Ever the alchemist, Quentin Tarantino remains obsessed with transfiguring a mélange of homages into filmic gold.
But the director’s eighth yarn seemingly shares most of its genetics with an Agatha Christie mystery – one that giddily casts Samuel L. Jackson’s unscrupulous bounty hunter as Poirot and his exuberant pair of Smith & Wessons as Captain Hastings.
Borrowing from his canon’s two most recent entries, Tarantino stretches Inglourious Basterds’ tightly wound tavern scene around the more corpulent bulk of Django Unchained.
The result is The Hateful Eight; a claustrophobic, theatrical experiment of Hitchcockian proportions – as thrilling as it is frustrating.
The Hateful Eight is quintessential Tarantino: excessively long, indulgent to the point of distraction, but visually resplendent, admirably eccentric, and with a toothsome alloy of zingy dialogue and pandemoniac carnage.
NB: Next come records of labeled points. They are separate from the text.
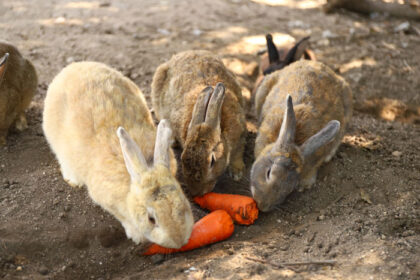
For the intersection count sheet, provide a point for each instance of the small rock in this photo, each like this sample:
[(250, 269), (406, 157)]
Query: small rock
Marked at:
[(328, 34), (396, 153), (165, 32), (197, 32), (43, 270), (405, 26), (70, 59)]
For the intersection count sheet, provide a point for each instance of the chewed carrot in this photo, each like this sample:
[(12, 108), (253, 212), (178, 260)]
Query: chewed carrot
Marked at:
[(214, 227), (242, 209)]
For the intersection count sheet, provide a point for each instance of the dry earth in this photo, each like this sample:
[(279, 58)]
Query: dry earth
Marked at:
[(363, 212)]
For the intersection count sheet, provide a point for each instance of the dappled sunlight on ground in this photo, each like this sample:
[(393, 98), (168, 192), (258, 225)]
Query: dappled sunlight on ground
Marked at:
[(300, 4), (253, 44)]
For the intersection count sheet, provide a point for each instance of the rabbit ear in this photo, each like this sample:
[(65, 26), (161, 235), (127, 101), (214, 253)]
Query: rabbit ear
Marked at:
[(214, 109), (3, 65), (163, 141), (297, 51), (273, 54), (286, 137), (133, 157), (319, 140), (200, 107)]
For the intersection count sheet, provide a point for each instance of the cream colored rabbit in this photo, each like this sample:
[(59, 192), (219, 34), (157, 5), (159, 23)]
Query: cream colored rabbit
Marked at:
[(208, 122), (132, 178), (296, 136), (18, 82)]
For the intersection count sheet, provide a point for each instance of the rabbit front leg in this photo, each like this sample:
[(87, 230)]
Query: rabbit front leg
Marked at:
[(237, 166), (3, 135)]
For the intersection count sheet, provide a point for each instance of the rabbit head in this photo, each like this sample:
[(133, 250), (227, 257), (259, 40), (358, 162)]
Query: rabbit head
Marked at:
[(157, 207), (204, 158), (280, 166), (3, 66), (294, 54)]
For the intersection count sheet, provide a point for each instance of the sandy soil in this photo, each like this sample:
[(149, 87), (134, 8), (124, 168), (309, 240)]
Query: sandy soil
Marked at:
[(363, 212)]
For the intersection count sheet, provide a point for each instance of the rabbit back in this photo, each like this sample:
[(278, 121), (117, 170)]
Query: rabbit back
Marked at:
[(85, 105)]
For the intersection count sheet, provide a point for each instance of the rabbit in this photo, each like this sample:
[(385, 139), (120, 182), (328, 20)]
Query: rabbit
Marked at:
[(208, 123), (18, 83), (89, 114), (295, 137), (276, 58)]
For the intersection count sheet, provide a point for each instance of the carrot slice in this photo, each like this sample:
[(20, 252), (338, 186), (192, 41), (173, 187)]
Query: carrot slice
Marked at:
[(242, 209), (214, 227)]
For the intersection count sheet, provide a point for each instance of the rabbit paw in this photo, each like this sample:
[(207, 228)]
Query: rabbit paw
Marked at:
[(72, 184), (236, 171), (3, 141), (21, 123)]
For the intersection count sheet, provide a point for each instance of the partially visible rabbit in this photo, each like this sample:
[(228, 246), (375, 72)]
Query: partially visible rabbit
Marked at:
[(208, 122), (18, 82), (277, 58), (295, 138), (133, 178)]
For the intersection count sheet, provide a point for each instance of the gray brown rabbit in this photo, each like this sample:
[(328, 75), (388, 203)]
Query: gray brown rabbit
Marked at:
[(99, 127), (203, 101), (304, 111), (18, 82)]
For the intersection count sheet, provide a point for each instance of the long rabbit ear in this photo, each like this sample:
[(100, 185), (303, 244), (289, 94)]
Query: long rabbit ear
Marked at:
[(286, 137), (3, 66), (214, 109), (297, 51), (163, 142), (200, 107), (273, 54), (319, 140), (133, 157)]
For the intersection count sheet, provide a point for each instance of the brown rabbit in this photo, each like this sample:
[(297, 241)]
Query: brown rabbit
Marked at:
[(277, 58), (208, 123), (18, 82), (295, 139)]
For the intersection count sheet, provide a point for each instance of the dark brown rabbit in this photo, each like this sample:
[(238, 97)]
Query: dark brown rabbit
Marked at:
[(203, 102), (18, 82), (276, 58)]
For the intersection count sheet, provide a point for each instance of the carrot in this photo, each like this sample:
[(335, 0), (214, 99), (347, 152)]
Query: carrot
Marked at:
[(242, 209), (214, 227)]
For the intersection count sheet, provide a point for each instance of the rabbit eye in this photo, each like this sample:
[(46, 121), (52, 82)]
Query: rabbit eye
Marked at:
[(213, 160), (152, 220), (267, 175)]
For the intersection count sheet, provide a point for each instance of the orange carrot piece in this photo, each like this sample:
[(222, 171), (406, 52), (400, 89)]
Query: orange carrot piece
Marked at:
[(242, 209), (214, 227)]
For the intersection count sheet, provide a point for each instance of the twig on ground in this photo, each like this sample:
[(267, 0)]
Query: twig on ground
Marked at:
[(286, 264)]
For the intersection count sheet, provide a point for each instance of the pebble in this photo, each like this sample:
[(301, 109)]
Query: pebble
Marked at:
[(396, 153), (43, 270)]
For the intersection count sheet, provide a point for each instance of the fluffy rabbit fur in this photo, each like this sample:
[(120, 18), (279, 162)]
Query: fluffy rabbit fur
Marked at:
[(208, 122), (130, 177), (18, 82), (277, 58), (295, 138)]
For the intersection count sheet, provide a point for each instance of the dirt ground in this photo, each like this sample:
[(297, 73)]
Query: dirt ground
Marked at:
[(363, 212)]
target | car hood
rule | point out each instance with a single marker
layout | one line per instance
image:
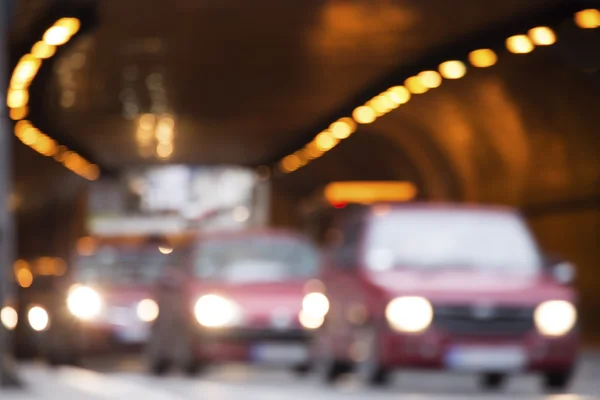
(259, 301)
(466, 287)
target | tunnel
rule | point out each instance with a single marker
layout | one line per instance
(507, 117)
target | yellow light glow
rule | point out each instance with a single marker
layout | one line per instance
(312, 151)
(519, 44)
(414, 85)
(19, 113)
(57, 35)
(342, 128)
(453, 69)
(367, 192)
(483, 58)
(364, 115)
(43, 50)
(9, 317)
(588, 19)
(17, 98)
(164, 134)
(430, 79)
(92, 172)
(19, 265)
(325, 141)
(382, 104)
(290, 163)
(164, 150)
(24, 278)
(71, 24)
(399, 94)
(542, 36)
(26, 69)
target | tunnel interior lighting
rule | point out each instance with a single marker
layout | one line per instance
(542, 36)
(364, 115)
(453, 69)
(17, 99)
(430, 79)
(415, 86)
(519, 44)
(588, 19)
(483, 58)
(367, 192)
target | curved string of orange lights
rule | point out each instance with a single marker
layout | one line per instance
(17, 100)
(396, 96)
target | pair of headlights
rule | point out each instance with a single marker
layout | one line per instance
(415, 314)
(214, 311)
(86, 304)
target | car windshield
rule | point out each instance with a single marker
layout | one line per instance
(256, 259)
(121, 265)
(431, 240)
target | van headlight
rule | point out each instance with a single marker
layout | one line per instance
(409, 314)
(213, 311)
(555, 317)
(84, 302)
(38, 318)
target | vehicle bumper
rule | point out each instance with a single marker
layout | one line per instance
(253, 346)
(534, 352)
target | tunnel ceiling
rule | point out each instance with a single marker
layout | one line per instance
(241, 78)
(247, 82)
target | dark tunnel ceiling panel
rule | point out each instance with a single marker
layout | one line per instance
(242, 76)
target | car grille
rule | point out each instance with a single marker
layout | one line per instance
(493, 321)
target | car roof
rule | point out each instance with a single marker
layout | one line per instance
(365, 210)
(254, 232)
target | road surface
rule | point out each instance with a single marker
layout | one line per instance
(125, 380)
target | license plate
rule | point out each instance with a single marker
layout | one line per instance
(133, 334)
(279, 353)
(494, 359)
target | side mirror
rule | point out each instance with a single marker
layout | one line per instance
(563, 272)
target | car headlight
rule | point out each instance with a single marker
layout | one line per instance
(147, 310)
(84, 302)
(214, 311)
(555, 318)
(314, 308)
(9, 317)
(409, 314)
(38, 318)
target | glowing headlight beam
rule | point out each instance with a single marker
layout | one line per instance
(38, 319)
(555, 317)
(213, 311)
(84, 302)
(409, 314)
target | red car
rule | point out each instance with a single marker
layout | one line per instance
(245, 296)
(106, 303)
(445, 287)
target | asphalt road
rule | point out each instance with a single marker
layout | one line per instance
(125, 379)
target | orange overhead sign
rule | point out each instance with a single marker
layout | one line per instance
(367, 192)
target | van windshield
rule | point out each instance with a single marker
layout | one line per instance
(256, 259)
(439, 239)
(121, 265)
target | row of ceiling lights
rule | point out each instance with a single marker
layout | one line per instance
(419, 84)
(17, 100)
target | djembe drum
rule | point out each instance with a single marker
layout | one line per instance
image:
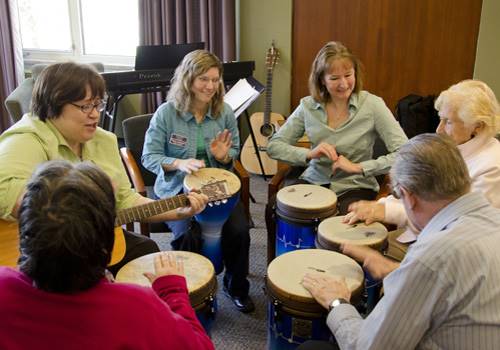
(294, 315)
(216, 213)
(299, 209)
(332, 232)
(200, 278)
CAST: Samuel L. Jackson, Kurt Russell, Jennifer Jason Leigh, Walton Goggins, Tim Roth, Michael Madsen, Bruce Dern, Demián Bichir, James Parks
DIRECTOR: Quentin Tarantino
WRITER: Quentin Tarantino
SYNOPSIS: In the dead of a Wyoming winter, a bounty hunter and his prisoner find shelter in a cabin currently inhabited by a collection of nefarious characters.
Our reviewer caught The Hateful Eight in 70mm (as part of the film’s Special Roadshow Engagement in the US), and so should you.